Of course, the last thing Washington, Tel Aviv and Riyadh want is for Iran to acquire the bomb. But it is hard to see how to avoid that outcome. The United States is certainly not going to invade and occupy Iran — forever — to ensure that it does not go nuclear. Hard-liners will instead advocate bombing Iran’s nuclear facilities, but the Iranians will go to great lengths to make them invulnerable to aerial attacks. Air power can delay a determined Iranian effort to get the bomb by a few years at most. It is also hard to imagine the United States bombing Iran year after year to prevent it from acquiring the bomb.

Furthermore, Mr. Trump’s policy has backed the United States into a corner, leaving no clear diplomatic offramp in sight. For obvious reasons, Iranian leaders do not trust Mr. Trump, and they surely recognize he might eventually walk away from any deal they strike with him. If Mr. Trump tries to lower tensions by easing the sanctions, which Tehran insists he must do before it will even agree to talk, he will be savaged at home by the Iran hawks, who are an important part of his political base. Israel, Saudi Arabia and the Gulf States will be equally critical.

One might argue that Iran can wait out the Trump presidency, hoping that a Democrat wins the November 2020 election. After all, virtually all the Democratic candidates are committed to returning the United States to the nuclear deal.

The election, however, is well over a year away, and Iran cannot know whether Mr. Trump will be defeated. Even if he is, Tehran cannot be sure the new president will deliver on that promise, not only because one can never be certain about the future intentions of foreign leaders, but also because American-Iranian relations are likely to become even more poisonous between now and the election. No sensible Iranian leader is going to wage his country’s survival on who gets elected president of the United States.

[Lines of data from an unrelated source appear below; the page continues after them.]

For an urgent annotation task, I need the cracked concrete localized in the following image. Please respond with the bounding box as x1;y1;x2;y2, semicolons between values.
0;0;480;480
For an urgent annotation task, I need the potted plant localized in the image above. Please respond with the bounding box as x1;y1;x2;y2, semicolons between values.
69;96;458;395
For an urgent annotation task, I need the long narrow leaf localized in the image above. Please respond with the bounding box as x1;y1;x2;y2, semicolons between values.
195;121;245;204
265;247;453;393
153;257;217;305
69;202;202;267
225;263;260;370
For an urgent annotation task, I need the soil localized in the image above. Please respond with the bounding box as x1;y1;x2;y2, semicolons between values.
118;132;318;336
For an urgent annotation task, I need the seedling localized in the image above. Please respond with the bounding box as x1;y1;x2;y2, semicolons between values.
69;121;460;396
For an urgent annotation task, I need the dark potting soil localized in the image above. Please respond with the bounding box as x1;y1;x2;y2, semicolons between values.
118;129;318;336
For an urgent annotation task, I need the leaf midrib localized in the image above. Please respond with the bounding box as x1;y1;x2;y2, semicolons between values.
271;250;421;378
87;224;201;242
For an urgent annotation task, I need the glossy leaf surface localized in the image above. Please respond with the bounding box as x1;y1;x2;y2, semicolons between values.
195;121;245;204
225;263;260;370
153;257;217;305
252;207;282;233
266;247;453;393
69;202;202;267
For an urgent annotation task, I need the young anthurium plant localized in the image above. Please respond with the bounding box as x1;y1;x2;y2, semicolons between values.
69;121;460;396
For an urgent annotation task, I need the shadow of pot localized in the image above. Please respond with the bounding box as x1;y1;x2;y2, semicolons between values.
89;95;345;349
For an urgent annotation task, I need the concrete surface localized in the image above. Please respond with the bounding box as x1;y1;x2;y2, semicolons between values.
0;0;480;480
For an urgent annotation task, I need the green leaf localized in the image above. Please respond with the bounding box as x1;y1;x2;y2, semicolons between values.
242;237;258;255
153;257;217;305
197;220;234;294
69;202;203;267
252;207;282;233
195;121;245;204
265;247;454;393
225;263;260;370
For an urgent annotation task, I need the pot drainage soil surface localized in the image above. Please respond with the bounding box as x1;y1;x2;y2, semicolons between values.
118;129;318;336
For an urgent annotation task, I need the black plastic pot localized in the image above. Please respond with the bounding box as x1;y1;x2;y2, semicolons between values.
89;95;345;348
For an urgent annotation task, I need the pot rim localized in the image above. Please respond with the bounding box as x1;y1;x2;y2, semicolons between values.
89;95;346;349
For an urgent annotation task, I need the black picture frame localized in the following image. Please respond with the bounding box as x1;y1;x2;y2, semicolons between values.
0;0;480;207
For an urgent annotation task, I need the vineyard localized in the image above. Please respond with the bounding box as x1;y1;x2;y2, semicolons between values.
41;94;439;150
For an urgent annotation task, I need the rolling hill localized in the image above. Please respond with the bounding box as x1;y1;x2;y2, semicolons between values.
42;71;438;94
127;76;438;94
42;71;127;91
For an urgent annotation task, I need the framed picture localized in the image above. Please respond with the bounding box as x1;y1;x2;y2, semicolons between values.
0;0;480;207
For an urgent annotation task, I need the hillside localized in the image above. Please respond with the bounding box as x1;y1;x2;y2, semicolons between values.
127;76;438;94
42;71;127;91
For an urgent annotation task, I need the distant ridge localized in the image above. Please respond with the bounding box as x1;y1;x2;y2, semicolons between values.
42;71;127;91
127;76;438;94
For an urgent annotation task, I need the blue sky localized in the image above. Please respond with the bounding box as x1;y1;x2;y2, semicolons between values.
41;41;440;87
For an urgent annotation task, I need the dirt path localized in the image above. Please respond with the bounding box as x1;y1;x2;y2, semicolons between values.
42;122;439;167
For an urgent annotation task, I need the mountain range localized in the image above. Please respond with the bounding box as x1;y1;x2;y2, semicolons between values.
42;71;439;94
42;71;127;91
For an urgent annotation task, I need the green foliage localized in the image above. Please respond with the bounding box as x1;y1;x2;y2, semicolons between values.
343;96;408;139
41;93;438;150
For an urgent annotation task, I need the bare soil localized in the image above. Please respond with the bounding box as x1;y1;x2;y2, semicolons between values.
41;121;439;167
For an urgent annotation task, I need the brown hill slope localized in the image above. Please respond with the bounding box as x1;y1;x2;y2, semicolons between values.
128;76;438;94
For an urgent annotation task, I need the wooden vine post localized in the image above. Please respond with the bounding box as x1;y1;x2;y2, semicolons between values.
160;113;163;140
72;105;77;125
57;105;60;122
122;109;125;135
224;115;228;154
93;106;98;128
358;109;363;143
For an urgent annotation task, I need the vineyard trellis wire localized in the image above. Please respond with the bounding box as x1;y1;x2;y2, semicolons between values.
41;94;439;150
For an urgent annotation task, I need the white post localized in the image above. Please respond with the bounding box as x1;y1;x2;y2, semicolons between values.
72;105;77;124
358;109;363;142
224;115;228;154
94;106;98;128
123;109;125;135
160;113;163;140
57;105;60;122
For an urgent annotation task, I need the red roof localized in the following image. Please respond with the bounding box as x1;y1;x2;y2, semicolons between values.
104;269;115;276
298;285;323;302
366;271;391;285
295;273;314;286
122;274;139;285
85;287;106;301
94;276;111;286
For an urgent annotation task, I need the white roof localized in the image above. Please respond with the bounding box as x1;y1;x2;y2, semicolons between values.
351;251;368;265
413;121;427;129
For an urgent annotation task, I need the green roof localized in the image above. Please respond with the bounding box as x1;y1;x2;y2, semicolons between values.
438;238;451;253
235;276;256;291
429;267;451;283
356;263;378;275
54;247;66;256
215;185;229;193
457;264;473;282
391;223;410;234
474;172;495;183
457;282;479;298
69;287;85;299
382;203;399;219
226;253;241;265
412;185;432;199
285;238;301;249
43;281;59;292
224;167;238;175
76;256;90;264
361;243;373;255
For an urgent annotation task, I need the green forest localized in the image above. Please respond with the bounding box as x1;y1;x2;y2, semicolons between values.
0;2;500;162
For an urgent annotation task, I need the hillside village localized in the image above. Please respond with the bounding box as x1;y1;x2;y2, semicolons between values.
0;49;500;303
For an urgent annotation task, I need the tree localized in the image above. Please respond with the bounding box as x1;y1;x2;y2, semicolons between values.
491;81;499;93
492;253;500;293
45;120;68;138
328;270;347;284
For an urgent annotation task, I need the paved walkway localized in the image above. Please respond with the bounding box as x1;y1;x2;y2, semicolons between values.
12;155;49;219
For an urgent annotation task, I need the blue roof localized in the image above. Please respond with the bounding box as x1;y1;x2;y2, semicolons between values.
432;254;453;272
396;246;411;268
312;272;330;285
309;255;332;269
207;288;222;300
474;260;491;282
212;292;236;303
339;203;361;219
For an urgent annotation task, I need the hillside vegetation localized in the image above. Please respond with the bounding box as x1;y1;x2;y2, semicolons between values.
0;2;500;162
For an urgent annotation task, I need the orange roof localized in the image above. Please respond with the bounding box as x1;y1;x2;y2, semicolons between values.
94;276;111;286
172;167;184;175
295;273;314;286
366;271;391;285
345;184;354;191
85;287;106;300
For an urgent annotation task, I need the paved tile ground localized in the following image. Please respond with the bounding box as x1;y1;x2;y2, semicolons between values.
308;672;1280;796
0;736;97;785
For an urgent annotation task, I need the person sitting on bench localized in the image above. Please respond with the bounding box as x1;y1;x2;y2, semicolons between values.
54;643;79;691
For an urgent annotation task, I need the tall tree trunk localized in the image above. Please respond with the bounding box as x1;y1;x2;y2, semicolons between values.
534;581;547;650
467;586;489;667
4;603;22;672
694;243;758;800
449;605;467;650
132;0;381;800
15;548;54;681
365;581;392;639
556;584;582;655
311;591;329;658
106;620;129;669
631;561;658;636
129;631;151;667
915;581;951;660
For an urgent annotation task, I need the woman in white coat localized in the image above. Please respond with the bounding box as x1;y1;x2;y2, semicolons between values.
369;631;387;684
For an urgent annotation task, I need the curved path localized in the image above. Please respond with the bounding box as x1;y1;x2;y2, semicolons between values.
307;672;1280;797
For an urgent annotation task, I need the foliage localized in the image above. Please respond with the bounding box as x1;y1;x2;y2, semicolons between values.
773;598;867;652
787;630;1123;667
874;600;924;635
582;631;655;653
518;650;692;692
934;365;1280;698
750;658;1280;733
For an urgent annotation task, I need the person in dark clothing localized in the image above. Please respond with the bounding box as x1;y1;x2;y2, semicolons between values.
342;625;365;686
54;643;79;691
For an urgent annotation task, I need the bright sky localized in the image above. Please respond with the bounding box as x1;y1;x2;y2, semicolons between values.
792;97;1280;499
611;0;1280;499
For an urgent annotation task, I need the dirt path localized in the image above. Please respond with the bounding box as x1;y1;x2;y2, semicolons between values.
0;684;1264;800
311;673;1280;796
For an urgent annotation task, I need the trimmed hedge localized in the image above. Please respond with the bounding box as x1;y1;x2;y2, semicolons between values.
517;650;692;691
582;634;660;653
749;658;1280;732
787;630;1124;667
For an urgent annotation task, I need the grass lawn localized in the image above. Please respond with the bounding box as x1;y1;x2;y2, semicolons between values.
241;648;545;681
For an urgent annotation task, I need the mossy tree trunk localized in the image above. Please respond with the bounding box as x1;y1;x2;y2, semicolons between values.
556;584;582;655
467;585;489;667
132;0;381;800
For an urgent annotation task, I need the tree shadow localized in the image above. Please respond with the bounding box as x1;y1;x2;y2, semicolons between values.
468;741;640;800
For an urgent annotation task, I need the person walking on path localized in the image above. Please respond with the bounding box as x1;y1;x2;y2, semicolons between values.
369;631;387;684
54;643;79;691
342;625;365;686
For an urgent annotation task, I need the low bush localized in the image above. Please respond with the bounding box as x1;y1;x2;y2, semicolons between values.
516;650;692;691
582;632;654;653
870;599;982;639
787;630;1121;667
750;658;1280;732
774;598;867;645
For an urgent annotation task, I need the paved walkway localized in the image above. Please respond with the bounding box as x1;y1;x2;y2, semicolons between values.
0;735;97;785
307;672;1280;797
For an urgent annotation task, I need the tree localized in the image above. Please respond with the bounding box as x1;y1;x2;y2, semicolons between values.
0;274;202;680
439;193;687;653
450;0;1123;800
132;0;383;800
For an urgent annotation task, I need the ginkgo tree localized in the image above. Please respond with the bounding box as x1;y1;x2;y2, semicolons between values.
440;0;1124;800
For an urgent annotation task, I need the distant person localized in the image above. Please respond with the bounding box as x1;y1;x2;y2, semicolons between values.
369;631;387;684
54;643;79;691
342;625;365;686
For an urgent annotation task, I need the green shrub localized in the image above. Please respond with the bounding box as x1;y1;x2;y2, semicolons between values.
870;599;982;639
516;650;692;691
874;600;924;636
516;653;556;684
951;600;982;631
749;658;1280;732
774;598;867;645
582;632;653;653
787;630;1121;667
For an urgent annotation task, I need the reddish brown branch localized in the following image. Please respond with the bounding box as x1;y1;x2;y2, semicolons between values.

It makes much more sense for Iran to acquire nuclear weapons rather than gamble on the possibility that America’s Iran policy will radically shift once again. Surely many Iranian policymakers — and especially the hard-liners among them — now recognize that if they had acquired a survivable nuclear arsenal in the early 2000s, the Trump administration would not be threatening their survival today.

The one slim chance for heading off a nuclear-armed Iran is a radical reversal of American policy. Mr. Trump would have to begin by parting company with the hard-line advisers who helped lead him astray. Ultimately, he would have to return the United States to the 2015 agreement, ease sanctions and appoint an experienced and fair-minded representative to negotiate a new deal. He would also have to endure the storm of protests that would come from his own party, influential donors, and allies like Israel and Saudi Arabia.

Regrettably, Mr. Trump is more likely to escalate the pressure on Iran to salvage a flawed policy rather than accept the political costs of a course correction — a blunder that will drive Iran to join the nuclear club.

John J. Mearsheimer is a professor of political science at the University of Chicago and the author, most recently, of “The Great Delusion: Liberal Dreams and International Realities.”